High on Uncertainty: ADA Accommodation and Hemp-Derived Substances After Anderson v. Diamondback Investment Group, LLC
Emma Lyles
In Anderson v. Diamondback Investment Group, LLC, the United States Court of Appeals for the Fourth Circuit was confronted with a collision of federal disability law, state employment protections, and the rapidly evolving hemp industry. The court affirmed summary judgment for the employer, holding that Tonya Anderson failed to establish disability status under the Americans with Disabilities Act (“ADA”) and could not prove the legality of the hemp-derived products she consumed.
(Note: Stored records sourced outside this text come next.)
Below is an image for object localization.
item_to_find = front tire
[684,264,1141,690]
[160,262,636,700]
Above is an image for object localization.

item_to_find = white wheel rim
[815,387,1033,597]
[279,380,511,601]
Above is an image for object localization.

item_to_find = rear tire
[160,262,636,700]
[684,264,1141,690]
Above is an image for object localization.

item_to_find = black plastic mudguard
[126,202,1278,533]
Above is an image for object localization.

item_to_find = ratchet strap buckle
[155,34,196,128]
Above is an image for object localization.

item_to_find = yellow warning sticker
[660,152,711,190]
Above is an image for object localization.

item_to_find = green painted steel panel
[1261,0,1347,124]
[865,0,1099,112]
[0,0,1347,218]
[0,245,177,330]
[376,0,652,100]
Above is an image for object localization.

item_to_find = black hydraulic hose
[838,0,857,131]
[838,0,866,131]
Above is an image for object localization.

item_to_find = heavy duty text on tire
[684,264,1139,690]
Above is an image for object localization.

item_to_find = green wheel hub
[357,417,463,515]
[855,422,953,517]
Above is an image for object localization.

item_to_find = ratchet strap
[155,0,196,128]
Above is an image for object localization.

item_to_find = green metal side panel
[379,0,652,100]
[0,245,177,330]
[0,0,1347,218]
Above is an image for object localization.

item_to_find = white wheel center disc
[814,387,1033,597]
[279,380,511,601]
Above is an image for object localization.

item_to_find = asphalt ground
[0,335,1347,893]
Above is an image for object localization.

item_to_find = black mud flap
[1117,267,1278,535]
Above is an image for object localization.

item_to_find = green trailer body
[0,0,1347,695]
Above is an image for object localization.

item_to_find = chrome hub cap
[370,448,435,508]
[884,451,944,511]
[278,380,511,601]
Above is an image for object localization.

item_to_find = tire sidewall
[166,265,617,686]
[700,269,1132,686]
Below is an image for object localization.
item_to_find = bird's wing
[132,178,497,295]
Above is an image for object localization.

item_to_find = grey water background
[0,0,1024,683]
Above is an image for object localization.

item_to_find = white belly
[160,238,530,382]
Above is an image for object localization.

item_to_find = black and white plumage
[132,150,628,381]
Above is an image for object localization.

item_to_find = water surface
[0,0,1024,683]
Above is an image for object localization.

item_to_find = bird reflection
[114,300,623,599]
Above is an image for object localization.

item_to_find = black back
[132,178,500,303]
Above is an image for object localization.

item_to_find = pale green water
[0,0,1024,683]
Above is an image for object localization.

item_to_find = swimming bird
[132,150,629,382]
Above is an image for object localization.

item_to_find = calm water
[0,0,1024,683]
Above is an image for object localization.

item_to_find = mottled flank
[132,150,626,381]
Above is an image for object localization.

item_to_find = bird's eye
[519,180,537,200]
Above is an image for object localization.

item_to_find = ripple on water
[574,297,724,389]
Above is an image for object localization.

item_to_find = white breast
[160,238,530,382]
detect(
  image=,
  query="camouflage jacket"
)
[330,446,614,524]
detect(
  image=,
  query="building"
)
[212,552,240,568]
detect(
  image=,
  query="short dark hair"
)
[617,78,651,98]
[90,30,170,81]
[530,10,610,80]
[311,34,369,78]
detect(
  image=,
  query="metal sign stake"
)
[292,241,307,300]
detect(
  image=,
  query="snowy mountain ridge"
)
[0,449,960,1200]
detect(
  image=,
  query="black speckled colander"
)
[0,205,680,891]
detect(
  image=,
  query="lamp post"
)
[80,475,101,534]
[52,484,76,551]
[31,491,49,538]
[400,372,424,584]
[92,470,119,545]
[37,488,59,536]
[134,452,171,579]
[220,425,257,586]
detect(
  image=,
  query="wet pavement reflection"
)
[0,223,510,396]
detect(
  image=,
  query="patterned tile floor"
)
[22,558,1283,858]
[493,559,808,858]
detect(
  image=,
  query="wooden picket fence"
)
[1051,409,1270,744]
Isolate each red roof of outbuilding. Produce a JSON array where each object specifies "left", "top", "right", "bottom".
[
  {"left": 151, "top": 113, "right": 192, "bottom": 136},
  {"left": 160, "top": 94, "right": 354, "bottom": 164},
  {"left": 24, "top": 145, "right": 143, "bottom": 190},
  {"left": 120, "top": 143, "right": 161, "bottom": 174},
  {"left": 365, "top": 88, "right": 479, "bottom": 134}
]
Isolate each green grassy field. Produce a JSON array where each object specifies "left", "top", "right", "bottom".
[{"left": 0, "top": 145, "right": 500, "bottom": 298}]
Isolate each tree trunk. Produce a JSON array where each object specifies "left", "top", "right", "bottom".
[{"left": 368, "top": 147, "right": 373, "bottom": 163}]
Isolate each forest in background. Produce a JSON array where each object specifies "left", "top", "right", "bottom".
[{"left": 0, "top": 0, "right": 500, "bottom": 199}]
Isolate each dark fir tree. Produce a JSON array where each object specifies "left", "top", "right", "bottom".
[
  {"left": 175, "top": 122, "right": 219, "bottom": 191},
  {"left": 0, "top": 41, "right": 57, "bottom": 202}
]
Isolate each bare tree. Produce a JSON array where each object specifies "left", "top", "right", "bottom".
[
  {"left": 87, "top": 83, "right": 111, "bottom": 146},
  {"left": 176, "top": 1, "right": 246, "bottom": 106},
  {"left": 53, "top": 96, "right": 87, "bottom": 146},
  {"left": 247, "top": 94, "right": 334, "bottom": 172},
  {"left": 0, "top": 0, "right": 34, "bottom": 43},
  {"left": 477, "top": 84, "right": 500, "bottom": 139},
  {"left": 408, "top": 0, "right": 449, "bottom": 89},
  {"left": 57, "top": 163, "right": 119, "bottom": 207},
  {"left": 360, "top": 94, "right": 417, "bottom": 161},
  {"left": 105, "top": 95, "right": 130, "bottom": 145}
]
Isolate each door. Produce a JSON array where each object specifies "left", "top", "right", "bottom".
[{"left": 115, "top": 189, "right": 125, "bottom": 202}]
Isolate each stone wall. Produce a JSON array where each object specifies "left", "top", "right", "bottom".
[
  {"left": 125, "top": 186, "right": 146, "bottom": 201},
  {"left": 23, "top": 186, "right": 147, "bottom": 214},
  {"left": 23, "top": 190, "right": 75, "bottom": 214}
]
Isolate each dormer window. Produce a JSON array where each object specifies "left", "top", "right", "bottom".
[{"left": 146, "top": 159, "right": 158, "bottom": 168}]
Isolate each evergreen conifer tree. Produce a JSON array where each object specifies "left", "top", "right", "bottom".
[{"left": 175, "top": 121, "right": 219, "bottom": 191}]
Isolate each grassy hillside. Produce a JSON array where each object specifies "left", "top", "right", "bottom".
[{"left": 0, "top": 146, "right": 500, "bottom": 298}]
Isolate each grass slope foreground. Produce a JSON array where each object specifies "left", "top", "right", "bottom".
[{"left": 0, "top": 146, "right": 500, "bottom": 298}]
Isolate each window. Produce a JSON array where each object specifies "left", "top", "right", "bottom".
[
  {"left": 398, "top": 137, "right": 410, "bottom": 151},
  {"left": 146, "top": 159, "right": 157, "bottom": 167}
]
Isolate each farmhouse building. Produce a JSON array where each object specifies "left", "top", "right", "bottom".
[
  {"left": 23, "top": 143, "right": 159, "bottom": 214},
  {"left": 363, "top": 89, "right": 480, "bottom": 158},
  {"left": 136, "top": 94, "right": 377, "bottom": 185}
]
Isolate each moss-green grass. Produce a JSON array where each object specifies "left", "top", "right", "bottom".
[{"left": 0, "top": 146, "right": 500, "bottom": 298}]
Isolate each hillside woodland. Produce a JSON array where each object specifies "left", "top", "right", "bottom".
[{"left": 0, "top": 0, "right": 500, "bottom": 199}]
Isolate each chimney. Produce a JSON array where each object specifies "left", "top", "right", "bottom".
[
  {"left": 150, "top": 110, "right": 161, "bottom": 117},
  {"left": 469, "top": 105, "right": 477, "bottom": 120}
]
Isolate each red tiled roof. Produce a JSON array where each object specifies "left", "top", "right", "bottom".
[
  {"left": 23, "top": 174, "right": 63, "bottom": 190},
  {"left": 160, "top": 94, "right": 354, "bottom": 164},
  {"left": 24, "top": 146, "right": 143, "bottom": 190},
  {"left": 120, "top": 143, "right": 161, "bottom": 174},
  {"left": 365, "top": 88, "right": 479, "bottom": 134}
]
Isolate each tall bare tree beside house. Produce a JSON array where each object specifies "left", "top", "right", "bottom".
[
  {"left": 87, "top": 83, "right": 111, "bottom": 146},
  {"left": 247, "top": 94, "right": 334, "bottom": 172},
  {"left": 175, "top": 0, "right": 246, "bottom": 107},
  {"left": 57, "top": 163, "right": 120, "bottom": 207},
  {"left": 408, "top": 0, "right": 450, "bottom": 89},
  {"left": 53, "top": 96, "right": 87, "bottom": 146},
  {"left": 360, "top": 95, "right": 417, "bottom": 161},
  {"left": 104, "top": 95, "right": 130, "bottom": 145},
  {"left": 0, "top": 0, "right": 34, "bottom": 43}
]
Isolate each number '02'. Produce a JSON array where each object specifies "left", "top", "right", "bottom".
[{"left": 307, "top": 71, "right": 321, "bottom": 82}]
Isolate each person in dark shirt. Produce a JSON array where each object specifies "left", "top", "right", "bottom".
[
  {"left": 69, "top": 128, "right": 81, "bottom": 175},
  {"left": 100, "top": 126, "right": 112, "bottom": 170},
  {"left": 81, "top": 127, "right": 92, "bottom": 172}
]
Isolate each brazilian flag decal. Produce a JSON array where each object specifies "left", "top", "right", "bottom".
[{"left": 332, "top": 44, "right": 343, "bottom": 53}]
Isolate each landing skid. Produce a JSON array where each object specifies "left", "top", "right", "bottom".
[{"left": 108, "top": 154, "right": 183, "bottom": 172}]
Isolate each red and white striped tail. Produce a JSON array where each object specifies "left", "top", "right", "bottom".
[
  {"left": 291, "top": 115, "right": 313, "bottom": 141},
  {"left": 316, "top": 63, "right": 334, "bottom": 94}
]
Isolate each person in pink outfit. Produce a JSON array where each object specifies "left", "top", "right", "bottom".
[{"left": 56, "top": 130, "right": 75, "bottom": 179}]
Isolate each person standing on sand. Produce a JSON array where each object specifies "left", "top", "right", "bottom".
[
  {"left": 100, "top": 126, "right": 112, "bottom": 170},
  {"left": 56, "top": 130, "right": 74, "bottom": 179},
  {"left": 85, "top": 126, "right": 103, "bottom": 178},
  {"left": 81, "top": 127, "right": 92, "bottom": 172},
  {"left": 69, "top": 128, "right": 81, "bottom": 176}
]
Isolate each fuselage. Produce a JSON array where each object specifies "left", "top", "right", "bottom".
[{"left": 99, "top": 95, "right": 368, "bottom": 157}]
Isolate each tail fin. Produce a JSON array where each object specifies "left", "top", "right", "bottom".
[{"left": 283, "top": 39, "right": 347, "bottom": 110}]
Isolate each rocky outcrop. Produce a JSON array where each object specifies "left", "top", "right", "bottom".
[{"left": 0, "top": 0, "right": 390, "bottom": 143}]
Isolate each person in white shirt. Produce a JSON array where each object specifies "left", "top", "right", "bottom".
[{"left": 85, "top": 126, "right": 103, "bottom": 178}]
Yet in doing so, the court issued a series of first-impression holdings that reach far beyond the facts of the case—defining “lawful products” under North Carolina law, construing the 2018 Farm Bill’s hemp provisions, and determining that THCO was not an illegal synthetic cannabinoid.
This Note argues that the Fourth Circuit overreached, both doctrinally and institutionally. The court’s majority opinion reflects the interpretive uncertainty created by the Supreme Court’s decision in Loper Bright Enterprises v. Raimondo, which eliminated Chevron deference and allowed federal courts to resolve complex scientific and economic issues without agency guidance. As analyzed, the decision misapplied ADA precedent by imposing an evidentiary burden inconsistent with the statute’s remedial purpose and with Supreme Court holdings that reject paternalistic safety rationales for workplace exclusion. Furthermore, the court’s expansive reading of “hemp-derived” substances may spur regulatory fragmentation, consumer risk, and inconsistent treatment of workers and employers in various jurisdictions. The court should have exercised judicial restraint— limiting its holding to the employment issues before it and expressly calling for congressional or administrative clarification—rather than substituting judicial inference for scientific expertise.
Ultimately, Anderson illustrates the growing tension between textualism and technical expertise in post-Chevron jurisprudence. By resolving a complex question of chemical synthesis and statutory meaning without evidentiary support or institutional deference, the Fourth Circuit blurred the boundaries between interpretation and regulation. This Note urges a more balanced approach—one that preserves judicial fidelity to statutory text while recognizing the limits of judicial competence in scientifically specialized areas.